Ekowisata dinilai bukan hanya berkontribusi pada perekonomian, tetapi juga bisa menjadi alat edukasi dan konservasi. Hal ini diamini oleh pegiat wisata Kaltim, Syafruddin Pernyata. Ia menyebut konsep berkelanjutan bisa diterapkan sesuai karakteristik destinasi, seperti penggunaan panel surya hingga pengelolaan sampah tanpa pembakaran.

“Dengan begitu, wisata ramah lingkungan bisa menyasar segmen pasar baru, khususnya wisatawan pencinta alam,” ungkapnya.

Upaya konkret juga telah dilakukan Pokdarwis Berani Menata Tertata (BMT) dari Desa Sangkuliman, Kutai Kartanegara.
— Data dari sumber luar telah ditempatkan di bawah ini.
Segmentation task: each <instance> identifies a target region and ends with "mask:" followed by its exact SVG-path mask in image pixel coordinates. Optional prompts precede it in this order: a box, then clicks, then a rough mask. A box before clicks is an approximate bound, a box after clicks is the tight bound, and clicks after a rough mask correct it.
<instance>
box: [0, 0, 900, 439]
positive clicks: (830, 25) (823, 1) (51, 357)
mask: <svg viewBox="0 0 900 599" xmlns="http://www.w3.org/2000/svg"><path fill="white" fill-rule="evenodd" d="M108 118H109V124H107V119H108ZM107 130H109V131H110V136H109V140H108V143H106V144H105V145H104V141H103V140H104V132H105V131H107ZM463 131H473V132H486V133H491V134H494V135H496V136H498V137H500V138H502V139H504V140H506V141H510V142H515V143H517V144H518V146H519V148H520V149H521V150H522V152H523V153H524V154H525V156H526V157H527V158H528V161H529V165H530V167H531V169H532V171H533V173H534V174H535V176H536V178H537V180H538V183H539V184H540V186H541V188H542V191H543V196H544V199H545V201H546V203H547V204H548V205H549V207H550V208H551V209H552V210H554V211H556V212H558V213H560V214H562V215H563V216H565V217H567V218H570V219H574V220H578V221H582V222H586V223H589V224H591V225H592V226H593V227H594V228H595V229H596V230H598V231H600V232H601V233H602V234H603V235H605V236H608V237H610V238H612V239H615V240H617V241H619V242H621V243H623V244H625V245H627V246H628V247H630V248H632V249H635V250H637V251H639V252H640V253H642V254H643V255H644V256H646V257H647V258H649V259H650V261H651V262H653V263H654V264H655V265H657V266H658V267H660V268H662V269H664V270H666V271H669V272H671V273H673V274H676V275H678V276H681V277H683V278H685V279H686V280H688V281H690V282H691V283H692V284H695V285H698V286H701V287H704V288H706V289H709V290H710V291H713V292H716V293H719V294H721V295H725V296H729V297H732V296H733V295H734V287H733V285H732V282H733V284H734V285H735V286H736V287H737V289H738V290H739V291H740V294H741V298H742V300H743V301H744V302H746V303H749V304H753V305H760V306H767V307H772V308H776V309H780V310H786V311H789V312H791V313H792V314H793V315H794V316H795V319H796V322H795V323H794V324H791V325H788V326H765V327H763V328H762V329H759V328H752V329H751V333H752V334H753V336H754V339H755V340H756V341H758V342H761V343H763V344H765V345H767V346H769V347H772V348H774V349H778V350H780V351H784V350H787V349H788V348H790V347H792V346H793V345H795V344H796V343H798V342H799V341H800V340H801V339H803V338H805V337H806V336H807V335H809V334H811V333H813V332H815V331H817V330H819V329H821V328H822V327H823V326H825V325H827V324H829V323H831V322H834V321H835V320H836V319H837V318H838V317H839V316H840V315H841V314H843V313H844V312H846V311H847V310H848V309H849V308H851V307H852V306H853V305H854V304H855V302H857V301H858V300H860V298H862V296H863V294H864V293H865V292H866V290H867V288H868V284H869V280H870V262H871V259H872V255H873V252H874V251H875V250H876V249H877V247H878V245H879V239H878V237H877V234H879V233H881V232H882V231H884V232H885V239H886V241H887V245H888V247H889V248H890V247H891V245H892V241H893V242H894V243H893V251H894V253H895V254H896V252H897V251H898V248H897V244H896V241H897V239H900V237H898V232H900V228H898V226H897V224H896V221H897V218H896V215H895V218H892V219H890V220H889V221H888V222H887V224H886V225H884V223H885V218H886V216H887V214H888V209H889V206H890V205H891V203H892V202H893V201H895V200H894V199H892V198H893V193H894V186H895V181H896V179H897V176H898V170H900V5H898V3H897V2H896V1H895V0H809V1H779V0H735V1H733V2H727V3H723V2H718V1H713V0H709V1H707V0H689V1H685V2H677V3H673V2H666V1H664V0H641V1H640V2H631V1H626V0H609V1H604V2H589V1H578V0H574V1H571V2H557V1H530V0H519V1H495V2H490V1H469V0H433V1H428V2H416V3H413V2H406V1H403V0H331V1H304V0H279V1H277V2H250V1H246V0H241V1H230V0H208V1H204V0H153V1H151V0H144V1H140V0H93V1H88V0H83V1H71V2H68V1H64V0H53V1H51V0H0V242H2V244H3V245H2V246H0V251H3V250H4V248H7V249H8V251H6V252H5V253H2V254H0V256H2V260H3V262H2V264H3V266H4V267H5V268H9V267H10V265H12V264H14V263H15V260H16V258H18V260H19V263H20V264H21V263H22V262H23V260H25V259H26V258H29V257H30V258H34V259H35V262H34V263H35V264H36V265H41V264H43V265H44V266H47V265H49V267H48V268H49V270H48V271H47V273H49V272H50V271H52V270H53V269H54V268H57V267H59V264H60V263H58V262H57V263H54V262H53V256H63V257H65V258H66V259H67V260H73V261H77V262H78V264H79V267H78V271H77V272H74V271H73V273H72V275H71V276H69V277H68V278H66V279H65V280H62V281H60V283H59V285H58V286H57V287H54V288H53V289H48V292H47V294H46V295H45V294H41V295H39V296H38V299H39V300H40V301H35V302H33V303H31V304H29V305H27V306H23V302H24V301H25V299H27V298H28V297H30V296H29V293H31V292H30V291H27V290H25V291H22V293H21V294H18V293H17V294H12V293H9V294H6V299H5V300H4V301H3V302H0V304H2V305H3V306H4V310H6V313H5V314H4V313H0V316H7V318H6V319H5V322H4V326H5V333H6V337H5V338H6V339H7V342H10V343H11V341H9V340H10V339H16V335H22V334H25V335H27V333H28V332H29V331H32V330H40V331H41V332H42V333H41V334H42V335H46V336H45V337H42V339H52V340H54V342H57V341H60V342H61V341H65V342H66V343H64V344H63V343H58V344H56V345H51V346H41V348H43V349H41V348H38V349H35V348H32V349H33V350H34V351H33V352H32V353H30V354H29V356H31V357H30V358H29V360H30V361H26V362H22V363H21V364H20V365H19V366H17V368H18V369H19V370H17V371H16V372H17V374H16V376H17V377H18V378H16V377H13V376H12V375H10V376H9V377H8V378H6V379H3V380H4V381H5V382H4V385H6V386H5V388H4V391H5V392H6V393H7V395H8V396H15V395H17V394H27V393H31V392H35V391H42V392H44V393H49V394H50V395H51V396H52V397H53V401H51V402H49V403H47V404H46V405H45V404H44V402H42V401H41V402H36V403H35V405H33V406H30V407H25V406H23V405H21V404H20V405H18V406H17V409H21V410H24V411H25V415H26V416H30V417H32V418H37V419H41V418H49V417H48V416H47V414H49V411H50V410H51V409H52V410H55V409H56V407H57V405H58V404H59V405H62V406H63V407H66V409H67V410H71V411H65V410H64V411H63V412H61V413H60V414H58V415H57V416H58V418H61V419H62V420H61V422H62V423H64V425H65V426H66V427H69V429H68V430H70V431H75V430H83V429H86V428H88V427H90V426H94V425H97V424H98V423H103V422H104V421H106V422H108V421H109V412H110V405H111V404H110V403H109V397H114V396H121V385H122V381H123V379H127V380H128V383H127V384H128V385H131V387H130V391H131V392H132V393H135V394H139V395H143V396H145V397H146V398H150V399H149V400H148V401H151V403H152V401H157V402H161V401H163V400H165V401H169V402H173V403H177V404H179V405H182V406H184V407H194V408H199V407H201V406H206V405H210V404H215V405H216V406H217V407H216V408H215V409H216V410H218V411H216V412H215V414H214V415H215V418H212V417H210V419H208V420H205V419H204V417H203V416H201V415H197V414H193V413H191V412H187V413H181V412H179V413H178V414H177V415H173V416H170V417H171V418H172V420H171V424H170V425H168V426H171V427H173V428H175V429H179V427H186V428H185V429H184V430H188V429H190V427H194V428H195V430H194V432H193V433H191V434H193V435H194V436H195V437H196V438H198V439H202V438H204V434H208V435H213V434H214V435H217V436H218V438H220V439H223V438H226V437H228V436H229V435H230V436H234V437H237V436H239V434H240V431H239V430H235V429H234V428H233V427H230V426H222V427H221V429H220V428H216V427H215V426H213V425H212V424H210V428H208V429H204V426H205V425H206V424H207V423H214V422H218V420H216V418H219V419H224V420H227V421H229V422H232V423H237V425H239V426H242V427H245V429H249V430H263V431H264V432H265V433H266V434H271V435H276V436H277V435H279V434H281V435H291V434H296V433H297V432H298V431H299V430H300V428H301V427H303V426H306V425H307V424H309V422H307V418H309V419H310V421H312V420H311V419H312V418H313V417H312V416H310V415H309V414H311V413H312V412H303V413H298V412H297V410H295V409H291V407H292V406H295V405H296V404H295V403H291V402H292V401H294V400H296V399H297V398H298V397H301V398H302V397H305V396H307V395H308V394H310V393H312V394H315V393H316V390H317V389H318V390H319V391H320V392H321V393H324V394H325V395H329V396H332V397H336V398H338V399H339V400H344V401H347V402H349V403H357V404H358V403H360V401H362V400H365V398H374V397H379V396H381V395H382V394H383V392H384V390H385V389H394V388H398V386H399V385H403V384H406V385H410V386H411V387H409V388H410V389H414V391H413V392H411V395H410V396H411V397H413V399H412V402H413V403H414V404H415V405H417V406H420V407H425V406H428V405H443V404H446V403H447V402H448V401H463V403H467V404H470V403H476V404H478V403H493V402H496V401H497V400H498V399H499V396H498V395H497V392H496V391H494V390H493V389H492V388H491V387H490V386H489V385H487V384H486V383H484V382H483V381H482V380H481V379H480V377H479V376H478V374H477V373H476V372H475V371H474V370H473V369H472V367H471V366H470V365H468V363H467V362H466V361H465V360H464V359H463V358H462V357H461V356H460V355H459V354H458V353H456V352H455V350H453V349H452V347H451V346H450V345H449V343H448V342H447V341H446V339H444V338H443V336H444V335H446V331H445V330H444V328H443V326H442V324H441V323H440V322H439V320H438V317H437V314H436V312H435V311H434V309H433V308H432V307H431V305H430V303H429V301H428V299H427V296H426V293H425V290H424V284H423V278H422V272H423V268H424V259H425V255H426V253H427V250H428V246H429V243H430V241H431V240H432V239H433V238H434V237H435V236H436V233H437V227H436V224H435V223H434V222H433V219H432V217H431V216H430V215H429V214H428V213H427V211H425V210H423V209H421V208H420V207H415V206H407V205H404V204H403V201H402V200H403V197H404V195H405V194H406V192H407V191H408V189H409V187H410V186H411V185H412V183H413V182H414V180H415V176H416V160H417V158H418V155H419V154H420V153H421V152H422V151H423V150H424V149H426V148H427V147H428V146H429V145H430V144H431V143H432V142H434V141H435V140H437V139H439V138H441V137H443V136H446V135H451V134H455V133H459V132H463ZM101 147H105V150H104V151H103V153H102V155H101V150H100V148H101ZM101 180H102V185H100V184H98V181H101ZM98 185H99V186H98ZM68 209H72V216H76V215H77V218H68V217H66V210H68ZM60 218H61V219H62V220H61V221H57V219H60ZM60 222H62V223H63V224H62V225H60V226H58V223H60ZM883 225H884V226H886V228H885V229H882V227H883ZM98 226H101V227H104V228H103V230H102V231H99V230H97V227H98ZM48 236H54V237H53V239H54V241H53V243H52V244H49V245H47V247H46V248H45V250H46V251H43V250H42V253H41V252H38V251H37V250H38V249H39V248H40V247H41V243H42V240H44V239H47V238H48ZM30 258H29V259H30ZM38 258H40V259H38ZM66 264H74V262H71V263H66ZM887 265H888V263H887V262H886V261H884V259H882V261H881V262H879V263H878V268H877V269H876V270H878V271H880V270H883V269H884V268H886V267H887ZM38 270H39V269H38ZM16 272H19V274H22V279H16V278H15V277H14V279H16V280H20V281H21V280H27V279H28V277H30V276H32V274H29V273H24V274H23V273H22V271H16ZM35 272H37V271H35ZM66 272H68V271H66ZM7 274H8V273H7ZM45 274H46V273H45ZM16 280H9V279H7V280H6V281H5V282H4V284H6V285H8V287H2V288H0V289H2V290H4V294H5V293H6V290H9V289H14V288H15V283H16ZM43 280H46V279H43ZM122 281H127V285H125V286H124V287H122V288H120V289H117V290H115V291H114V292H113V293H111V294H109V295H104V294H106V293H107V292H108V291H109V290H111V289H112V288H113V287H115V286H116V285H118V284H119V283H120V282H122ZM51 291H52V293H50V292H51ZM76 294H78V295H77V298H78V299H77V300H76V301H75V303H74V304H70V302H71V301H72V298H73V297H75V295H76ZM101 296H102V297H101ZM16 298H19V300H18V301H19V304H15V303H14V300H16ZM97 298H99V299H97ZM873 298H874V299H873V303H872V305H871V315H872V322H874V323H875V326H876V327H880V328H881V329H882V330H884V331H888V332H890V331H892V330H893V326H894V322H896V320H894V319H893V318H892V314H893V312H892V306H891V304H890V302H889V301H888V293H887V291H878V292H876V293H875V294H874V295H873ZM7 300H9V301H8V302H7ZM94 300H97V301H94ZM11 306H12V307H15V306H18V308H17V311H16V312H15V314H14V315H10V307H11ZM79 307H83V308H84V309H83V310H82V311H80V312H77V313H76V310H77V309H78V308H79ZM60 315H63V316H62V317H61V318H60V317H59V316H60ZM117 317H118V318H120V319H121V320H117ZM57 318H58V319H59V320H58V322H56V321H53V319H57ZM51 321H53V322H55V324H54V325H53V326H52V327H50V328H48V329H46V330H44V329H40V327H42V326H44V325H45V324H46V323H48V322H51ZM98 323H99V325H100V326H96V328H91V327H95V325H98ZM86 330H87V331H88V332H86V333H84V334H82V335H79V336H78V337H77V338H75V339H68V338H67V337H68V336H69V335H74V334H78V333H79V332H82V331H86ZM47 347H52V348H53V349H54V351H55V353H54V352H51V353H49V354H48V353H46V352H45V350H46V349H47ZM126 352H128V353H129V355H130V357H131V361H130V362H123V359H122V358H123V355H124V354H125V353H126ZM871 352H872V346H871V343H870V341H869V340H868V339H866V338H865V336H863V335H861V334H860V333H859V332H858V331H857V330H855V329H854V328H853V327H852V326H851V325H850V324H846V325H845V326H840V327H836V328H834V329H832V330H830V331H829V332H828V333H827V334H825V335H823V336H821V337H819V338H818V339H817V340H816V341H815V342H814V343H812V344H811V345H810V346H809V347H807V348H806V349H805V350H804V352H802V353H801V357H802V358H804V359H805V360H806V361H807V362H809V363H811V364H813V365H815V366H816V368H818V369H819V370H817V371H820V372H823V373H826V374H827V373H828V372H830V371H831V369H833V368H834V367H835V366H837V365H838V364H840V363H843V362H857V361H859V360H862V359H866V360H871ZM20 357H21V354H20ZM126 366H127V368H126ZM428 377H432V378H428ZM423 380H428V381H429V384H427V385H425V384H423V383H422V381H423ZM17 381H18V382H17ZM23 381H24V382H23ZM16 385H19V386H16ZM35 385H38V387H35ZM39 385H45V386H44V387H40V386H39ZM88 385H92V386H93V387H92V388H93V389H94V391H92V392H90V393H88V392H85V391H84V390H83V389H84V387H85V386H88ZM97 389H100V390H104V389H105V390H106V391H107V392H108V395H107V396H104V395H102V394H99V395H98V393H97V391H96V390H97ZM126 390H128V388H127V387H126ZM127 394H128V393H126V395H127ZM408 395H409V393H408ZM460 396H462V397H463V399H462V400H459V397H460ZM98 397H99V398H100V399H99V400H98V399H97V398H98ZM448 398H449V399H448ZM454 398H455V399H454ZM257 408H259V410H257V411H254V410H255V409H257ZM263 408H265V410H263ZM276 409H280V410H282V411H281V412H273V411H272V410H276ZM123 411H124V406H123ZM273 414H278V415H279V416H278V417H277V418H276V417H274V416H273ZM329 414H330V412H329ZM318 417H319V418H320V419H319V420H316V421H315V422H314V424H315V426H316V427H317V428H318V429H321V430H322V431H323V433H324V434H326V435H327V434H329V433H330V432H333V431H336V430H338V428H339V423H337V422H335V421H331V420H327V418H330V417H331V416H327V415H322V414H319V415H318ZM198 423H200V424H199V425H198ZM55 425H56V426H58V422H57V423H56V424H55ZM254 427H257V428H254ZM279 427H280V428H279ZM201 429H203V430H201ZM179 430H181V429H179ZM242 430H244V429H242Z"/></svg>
Ketua Pokdarwis BMT, Rozali, menjelaskan pihaknya tidak hanya menawarkan wisata Pesut Mahakam, tetapi juga menerapkan prinsip keberlanjutan, seperti mendaur ulang botol plastik menjadi pagar keramba dan mendata seluruh pohon di desa untuk pelestarian lingkungan.

Namun, Rozali mengakui masih ada kendala dalam aspek energi. Saat air sungai pasang, aliran listrik dari PLN sering terputus. Ia menilai tenaga surya bisa menjadi solusi. “Ada sekitar 220 rumah di desa kami yang bisa memakai energi surya,” ujarnya.

Dari sisi pemerintah, Imam Rusdi Hidayat dari Dinas Pariwisata Kaltim menyatakan bahwa ekowisata diarahkan untuk melibatkan masyarakat lokal dalam pengelolaan wisata demi meningkatkan kesejahteraan dan melestarikan budaya serta lingkungan.

“Kaltim punya potensi ekowisata dari pegunungan sampai laut. Mulai dari Gunung Boga di Paser, karst Sangkulirang, hingga wisata sungai dan hutan di Hulu Mahakam,” jelasnya.

Meski begitu, tantangan utama pengembangan pariwisata adalah akses ke destinasi yang masih sulit dijangkau dan minim infrastruktur. Oleh karena itu, strategi ke depan meliputi peningkatan kualitas jalan, sarana transportasi, fasilitas pendukung, dan atraksi yang menarik bagi wisatawan.